Just as resilient has been the turtles’ original gateway to their fandom: the comics.

It is there, at San Diego-based comic publisher IDW, where Eastman dusted off “The Last Ronin,” which is finally being released, three decades after it was conceived.

Eastman tweaked the script a bit after finding the original notes from the initial idea for the story, and then collaborated with Tom Waltz (who writes the current Teenage Mutant Ninja Turtles series at IDW) on turning a long-lost file into a new miniseries. “Right away [the story] just blew me away,” Waltz says.

The first (of five) issues of “The Last Ronin” is available now in print and digitally, co-written by Eastman and Waltz and illustrated by Esau and Isaac Escorza. Luis Antonio Delgado will color the series. Each issue will be more than 40 pages and printed in an oversize format that pays homage to the original TMNT comics. You don’t find out which turtle is the lone survivor until the end of the first issue.

The story takes place 20 years beyond where the ninja turtles are in their main series, Eastman says. “Issue 1 is basically an all-out fight that sets up the story and the way the world is now. Issue 5 is basically an all-out fight that will wrap up so many things within the story. For Issues 2, 3 and 4, half the book will be here and now, and half the book will be a flashback to how things go to the point where we ended up with just one turtle seeking final vengeance for his family. It’s heavy. It’s darker than anything we’ve done before.”

Eastman has never been able to completely say goodbye to his masked green creations, even after he sold his rights to TMNT to Laird in the early 2000s. Laird then sold the rights to Viacom, followed by IDW picking up the license to publish TMNT comics in 2011. IDW reached out to Eastman immediately, asking if he’d be interested in being a part of their new comic book TMNT universe, which has included 100 issues in the main series. He’s done everything from cover and interior art to overseeing story lines.

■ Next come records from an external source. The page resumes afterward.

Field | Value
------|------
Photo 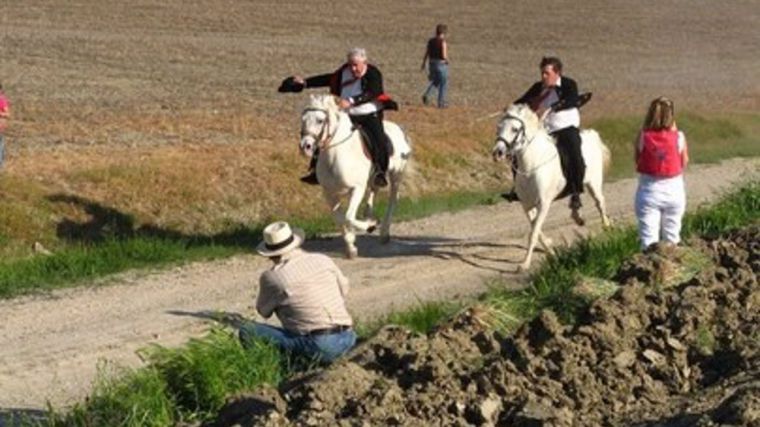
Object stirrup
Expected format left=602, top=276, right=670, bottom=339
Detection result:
left=373, top=172, right=388, bottom=188
left=500, top=189, right=519, bottom=202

Going back to the platform where TMNT got their start felt like a homecoming for Eastman, who says making comic books will always be his preferred method of telling a ninja turtle tale.

When he was on the set of the original “Teenage Mutant Ninja Turtles” movie, and director Steve Barron coordinated where everyone needed to be in front of and behind the camera, Eastman watched in disbelief while wondering to himself how movies ever got made at all.

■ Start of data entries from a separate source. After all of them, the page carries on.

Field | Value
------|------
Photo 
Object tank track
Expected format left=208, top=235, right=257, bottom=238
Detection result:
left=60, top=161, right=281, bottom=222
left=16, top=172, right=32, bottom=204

“Comics was always the greatest place and space because you controlled everything,” Eastman said. “You controlled the pacing. You controlled the dialogue. Everything about it. The purity of the medium of going back to doing comics for comics’ sake and having fuller and complete control of what you want to do and how you want to pace these stories is just the best universe ever. … The more time I spent trying to do things outside of comic books, the more I longed to get back into the world of comic books.”

Despite the darkness and death that await the turtles in “The Last Ronin,” Eastman is quick to point out that the miniseries is far from the “last” story.

“By the time you get to the end of ‘The Last Ronin’ this could be another turtle universe that we could explore and tell stories from,” Eastman said. “I look forward to finding out what that is.”